Romrell was killed Saturday evening after he was run over by a black Chevrolet Impala driven by Black’s acquaintance, Felix Calata. Black was in the passenger seat — but now he’s facing the possibility of serious charges as if he had been behind the wheel. Calata was killed by police gunfire.

Video footage of Black being walked from the police station was seen on television sets throughout Utah Monday evening, causing concern with some about whether the police’s tactics may have violated the man’s constitutional rights or coerced him into sharing details about his alleged crimes to the media.

“I thought it was stunning,” said Brett Tolman, a former U.S. Attorney for Utah who is now in private practice. “Usually when you’re law enforcement, you’re transporting or you’re taking a prisoner somewhere. You’re not just stopping outside for a press conference. It felt awkward and odd.”

The footage shows police authorities as they stop Black from walking, and allow television cameras and reporters to come closer to the suspect — and as some reporters start asking him questions.

At first, Black says “no comment” to a question posed by a reporter. But police leave him standing there, cameras rolling. He then begins answering questions for more than a minute, officers at his side, about that Saturday when Romrell died.

How did you know Mr. Calata, a reporter asks? “I had only known him for two or three days,” Black mumbles.

What were you doing there that night? “We were going to make some money,” he said, adding that a woman owed Calata money and they were planning to collect the debt.

“I’m done talking,” he says at one point as a reporter asks him about Romrell. “C’mon, man.”

During this encounter, Black said he was sorry for the officer, but said he thought the driver had hit a mailbox, not a police officer.

Walking someone through a public space with media present — often called a “perp walk” — is not common in Utah. But what made this situation more concerning to some Utah defense attorneys was how police parked Black in front of the cameras and kept him there.

“It seems like the stopping of the suspect is very purposeful,” said attorney Clayton Simms. “It’s at night, there’s the bright lights of the camera. It’s a very powerful video. They’re in control. He’s not in control of whether he stays [and talks to reporters] or not.”

South Salt Lake police officials alerted the media to Black’s arrest Monday evening and told reporters when he would be taken from the department and from which door. Police spokesman Gary Keller said Tuesday that this isn’t a typical practice, but said it was a “different situation” because there was some question and outcry over why Black had initially been released from police custody Saturday before he was arrested days later.

He said the department did not have concerns about the case being tainted by the walkout, but did say there was some worry about “very aggressive” questioning of Black from reporters.

Black has yet to be formally charged with a crime, though he was booked into jail Monday evening on suspicion of aggravated murder, burglary and other crimes. But if the case does get to a courtroom, defense attorneys say this interaction with the media could be challenged in court. It also could raise issues of whether Black would receive a fair trial because of the incriminating video, where Black admits to being at the crime scene with the primary aggressor.

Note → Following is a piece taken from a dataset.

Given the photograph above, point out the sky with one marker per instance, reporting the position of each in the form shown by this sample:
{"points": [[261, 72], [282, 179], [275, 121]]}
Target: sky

Defense attorney Greg Skordas said a typical perp walk is very quick, with officers whisking away a suspect as a reporter lobs a question or two. But this was different.

“They sort of paused and just let him bury himself,” Skordas said of Black. “I don’t know if there is anything unethical about it. It was weird, but it wasn’t in my opinion inappropriate.”

Several attorneys said it’s possible that Black’s defense attorney could try to have his statements to the media suppressed, so a prosecutor can’t use the statements against him at a trial. It could be argued that allowing him to be questioned by media while in police custody is a violation of his Miranda rights to remain silent and have an attorney present when questioned.

“Police are understandably aggressive in terms of this investigation,” Simms said. “And they should be. But you can’t cross the line in your zealousness. All of a sudden, you’re creating appealable issues that may not exist there because of your enthusiasm to prosecute the case.”

Tolman said that the perp walk could also be problematic from a prosecutor’s perspective, that it might create sympathy for the person you are trying to prosecute.

“Let the [mugshot] picture be out there,” he said. “Let him get his lawyer, get him in court and let justice work. Everything else seems like you’re risking too much.”

Black is being held at the Salt Lake County jail without the opportunity to post bail, after a judge found he is likely to flee if released, and that he committed a new felony while free on bail on another felony charge.

It’s not clear when prosecutors will make the decision of whether to charge Black. Salt Lake County District Attorney Sim Gill said Tuesday that he has not yet received the investigative reports necessary to make that decision.

Editor’s note: The Salt Lake Tribune and FOX 13 are news-gathering partners.